ガラス工芸が古くから根づくイタリア、ヴェネチア。溶解炉の前で溶けたガラスと格闘する伝統的なガラス作りが今日まで続き、柔らかなガラスの動きをいかした曲線的で伸びやかな造形、装飾は、ヴェネチアン・グラスの特徴と言えます。
このたび、日本の著名な画家10人がデザインし、ヴェネチアのガラス職人たちが制作したガラス作品を、その原画とともにご紹介する展覧会を開催します。
画家とガラス職人のコラボレーションは、1994年、日動画廊の企画から実現したもので、ヴェネチアのムラノ島にあるガラス工房、ピノッチオ・アート・イン・グラス (Pinocchio Art in Glass) で制作がおこなわれました。

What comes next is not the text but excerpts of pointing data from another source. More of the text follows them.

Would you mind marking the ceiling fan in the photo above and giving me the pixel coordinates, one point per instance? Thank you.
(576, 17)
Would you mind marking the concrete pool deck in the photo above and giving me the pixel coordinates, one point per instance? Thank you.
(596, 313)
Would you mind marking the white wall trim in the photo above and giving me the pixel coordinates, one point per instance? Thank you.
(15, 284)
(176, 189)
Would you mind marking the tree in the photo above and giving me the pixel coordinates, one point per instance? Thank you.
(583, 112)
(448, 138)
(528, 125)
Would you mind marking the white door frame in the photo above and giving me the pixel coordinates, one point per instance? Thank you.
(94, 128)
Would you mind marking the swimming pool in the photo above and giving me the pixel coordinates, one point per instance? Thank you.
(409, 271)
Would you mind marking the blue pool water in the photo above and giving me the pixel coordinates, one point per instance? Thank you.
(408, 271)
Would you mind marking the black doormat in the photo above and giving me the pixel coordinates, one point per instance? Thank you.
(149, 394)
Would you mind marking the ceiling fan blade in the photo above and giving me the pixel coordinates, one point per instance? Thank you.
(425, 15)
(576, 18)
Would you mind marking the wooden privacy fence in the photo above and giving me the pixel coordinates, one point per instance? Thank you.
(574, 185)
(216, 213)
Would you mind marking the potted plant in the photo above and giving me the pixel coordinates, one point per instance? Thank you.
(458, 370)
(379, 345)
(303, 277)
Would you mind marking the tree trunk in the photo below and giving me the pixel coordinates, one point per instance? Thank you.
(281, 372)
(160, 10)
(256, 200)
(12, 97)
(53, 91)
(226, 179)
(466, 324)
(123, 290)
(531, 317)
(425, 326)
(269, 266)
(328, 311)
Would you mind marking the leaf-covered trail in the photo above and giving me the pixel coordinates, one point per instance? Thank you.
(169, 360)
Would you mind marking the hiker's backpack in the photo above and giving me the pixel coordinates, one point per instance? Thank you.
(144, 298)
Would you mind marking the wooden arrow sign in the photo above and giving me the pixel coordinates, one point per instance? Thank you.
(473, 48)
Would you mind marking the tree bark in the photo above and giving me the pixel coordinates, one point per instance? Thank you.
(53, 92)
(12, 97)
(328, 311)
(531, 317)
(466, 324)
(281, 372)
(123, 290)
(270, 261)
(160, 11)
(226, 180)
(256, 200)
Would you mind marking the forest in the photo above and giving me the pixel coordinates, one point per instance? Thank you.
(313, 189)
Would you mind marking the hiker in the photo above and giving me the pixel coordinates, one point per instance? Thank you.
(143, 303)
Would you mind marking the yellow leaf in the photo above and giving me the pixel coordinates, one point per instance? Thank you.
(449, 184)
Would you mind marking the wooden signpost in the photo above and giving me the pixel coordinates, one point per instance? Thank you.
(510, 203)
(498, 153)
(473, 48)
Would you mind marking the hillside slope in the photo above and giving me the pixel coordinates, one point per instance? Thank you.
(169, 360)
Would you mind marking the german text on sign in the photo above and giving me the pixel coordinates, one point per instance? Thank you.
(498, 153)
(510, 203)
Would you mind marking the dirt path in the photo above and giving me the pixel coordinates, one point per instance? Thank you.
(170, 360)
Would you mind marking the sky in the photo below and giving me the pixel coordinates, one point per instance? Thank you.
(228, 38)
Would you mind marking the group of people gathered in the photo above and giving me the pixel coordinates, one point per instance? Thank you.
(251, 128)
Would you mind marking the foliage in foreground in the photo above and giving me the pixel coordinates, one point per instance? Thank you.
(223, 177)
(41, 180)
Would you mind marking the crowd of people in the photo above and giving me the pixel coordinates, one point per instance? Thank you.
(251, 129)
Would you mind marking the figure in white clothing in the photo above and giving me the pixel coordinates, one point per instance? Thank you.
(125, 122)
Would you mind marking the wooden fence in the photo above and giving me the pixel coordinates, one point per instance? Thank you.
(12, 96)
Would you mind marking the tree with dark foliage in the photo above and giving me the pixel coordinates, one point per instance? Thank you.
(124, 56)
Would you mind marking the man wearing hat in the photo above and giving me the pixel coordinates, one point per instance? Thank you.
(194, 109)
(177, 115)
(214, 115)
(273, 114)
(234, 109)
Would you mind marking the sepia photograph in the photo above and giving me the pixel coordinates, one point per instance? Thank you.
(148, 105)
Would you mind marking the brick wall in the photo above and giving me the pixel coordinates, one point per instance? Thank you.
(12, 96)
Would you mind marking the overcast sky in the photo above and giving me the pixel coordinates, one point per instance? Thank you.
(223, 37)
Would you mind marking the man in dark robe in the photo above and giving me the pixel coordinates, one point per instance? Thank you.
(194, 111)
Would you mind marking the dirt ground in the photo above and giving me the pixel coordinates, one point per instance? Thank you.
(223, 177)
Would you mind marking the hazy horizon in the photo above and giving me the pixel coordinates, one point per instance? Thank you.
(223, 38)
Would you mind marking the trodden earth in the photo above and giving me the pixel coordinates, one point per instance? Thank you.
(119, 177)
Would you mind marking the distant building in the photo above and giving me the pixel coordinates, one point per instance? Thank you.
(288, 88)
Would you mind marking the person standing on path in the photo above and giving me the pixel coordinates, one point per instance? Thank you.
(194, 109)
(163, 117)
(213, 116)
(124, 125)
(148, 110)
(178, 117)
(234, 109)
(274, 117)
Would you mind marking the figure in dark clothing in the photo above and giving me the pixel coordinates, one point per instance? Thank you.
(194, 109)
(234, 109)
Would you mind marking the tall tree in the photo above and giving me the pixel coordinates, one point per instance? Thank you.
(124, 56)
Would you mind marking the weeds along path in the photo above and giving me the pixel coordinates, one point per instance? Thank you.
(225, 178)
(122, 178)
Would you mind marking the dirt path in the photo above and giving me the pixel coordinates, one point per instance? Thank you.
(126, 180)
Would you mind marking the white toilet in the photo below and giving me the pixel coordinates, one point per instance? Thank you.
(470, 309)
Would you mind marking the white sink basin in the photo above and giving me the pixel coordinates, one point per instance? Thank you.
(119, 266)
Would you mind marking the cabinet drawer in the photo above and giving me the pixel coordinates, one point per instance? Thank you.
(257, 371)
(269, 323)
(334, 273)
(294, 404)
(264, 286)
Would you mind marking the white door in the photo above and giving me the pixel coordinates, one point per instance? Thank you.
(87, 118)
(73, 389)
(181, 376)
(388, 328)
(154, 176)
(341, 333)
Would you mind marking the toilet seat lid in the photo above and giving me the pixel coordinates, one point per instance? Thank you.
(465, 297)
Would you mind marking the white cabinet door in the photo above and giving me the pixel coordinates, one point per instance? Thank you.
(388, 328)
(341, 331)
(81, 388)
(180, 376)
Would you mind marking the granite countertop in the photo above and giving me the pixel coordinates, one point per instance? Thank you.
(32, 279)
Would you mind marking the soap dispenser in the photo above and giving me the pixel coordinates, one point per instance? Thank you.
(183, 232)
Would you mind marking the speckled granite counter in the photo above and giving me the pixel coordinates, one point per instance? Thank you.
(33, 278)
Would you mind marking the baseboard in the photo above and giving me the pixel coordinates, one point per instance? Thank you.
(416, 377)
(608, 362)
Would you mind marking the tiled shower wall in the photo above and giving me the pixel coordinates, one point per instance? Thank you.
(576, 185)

制作現場では、画家と職人の間で意見が異なることもありましたが、職人たちは画家が提示する斬新なアイディアに刺激を受け、画家は職人たちの巧みな技、ガラス素材の可塑性 (かそせい) と色彩に魅せられました。
本展では、画家の発想に職人の技が加わり完成したユニークなガラス作品24点のほか、その原画9点と画家たちの絵画10点をご紹介します。ガラスと絵画が生みだす創造の世界をご覧ください。